Under city council-sponsored Measures P and Q, voters in Modesto were asked in November 1997 approve the extension of sewer lines to properties that had already been annexed into the city but had not been subjected to a public vote, as an earlier ballot measure had specified. Those measures would have provided sewer service to 2,500 acres on the fringes of the city that would support 4,000 homes. Measures P and Q both lost by wide margins, but the City Council continued to approve the extension of sewer lines into the area, claiming that state laws required them to do so because properties had already been annexed into a city (See CP&DR, January 1998).
Voters in the same November 1997 election approved Measure M, which was intended to tighten loopholes in Measure A, an advisory vote passed in 1979. Measure A required the city to conduct elections before extending sewer lines to new developments. Measure M was also an advisory vote, so GOAL and its allies were not able to force the council to heed it.
Frohman said there has been a lot of new development on the north side of Modesto in the past two years, and many people are angry because they voted against it when they defeated Measures P and Q.
"They're not trusting their elected officials," Frohman said.
Supporters and opponents disagree on how the FSI could impact another hot issue in the county: a community plan update for Salida, an unincorporated area just north of Modesto. Salida has a current population of 12,000 but is projected to grow because of its proximity to Highway 99.
While much of Modesto has been built out, county supervisors see the agricultural areas around Salida as a place to add businesses and jobs. Many Modesto residents now make long commutes to jobs in the Bay Area.
Several years ago, Modesto city officials eyed the Salida area for future expansion. But efforts to expand Modesto's sphere of influence were shot down by the Stanislaus County Local Agency Formation Commission, according to Modesto City Council member Kenni Friedman.
The Board of Supervisors is scheduled to consider the Salida Community Plan Update this month, when a draft environmental impact report on it is released. The update is supposed to guide development in the area for the next 20 years. The Salida Community Plan update was first presented to the Board of Supervisors a year ago and projected a great deal of residential growth. But supervisors sent planners back to the drawing board, saying they wanted more business development. Of the 5,500 acres that are part of the community plan, about 1,800 acres would be set aside for business parks, according to the new plan, which officials were hesitant to discuss. The new plan would allow Salida to grow to about 21,000 by 2020, down from original estimates of 37,000, according to the Modesto Bee.
Modesto supports the revised plan for Salida because it would increase local employment, according to both Blom and Friedman.
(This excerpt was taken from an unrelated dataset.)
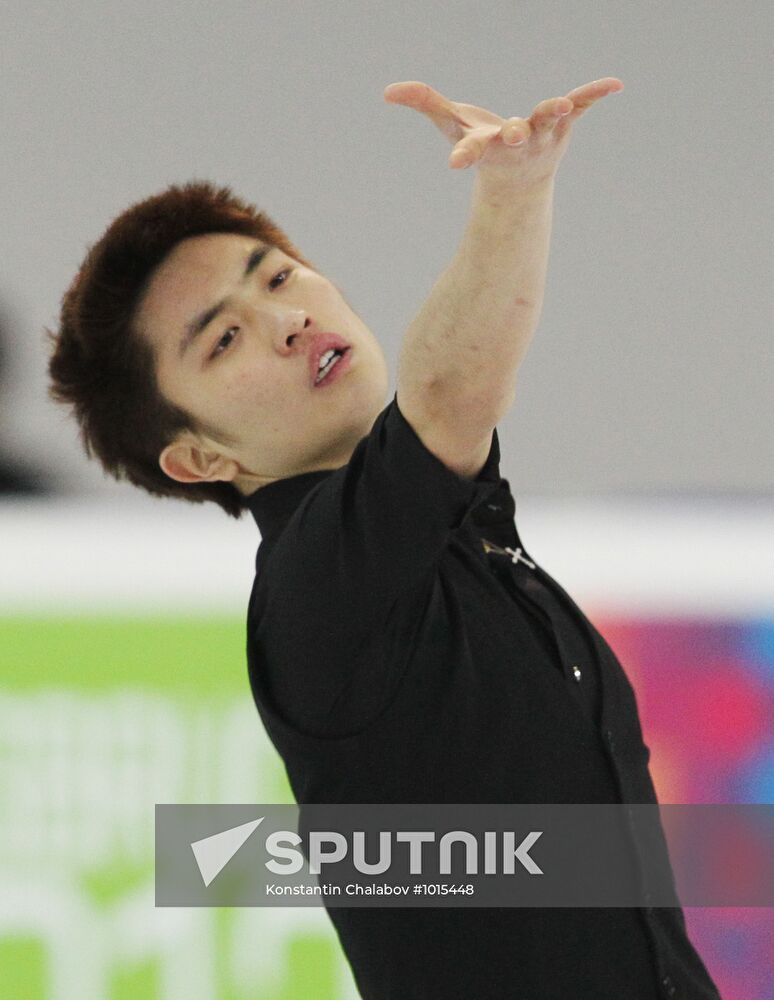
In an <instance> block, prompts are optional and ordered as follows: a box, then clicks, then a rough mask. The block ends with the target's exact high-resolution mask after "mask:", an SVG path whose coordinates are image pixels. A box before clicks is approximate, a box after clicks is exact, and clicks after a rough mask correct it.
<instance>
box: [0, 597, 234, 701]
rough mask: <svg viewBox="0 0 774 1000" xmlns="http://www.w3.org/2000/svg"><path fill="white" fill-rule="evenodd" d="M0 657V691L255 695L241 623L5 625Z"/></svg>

A tax agreement for the area provides that approximately 75% of the tax revenue will go to the county, and 25% to Modesto for providing water and other services. "We want to partner with the county on this," Friedman said.
Frohman said that the Salida Community Plan will not be affected by the Farmland Stabilization Initiative if it passes, because the area has already been designated in the county's general plan for growth.
Blom disagreed. "If it passes, it will waste all the time we've spent [on Salida]," he said.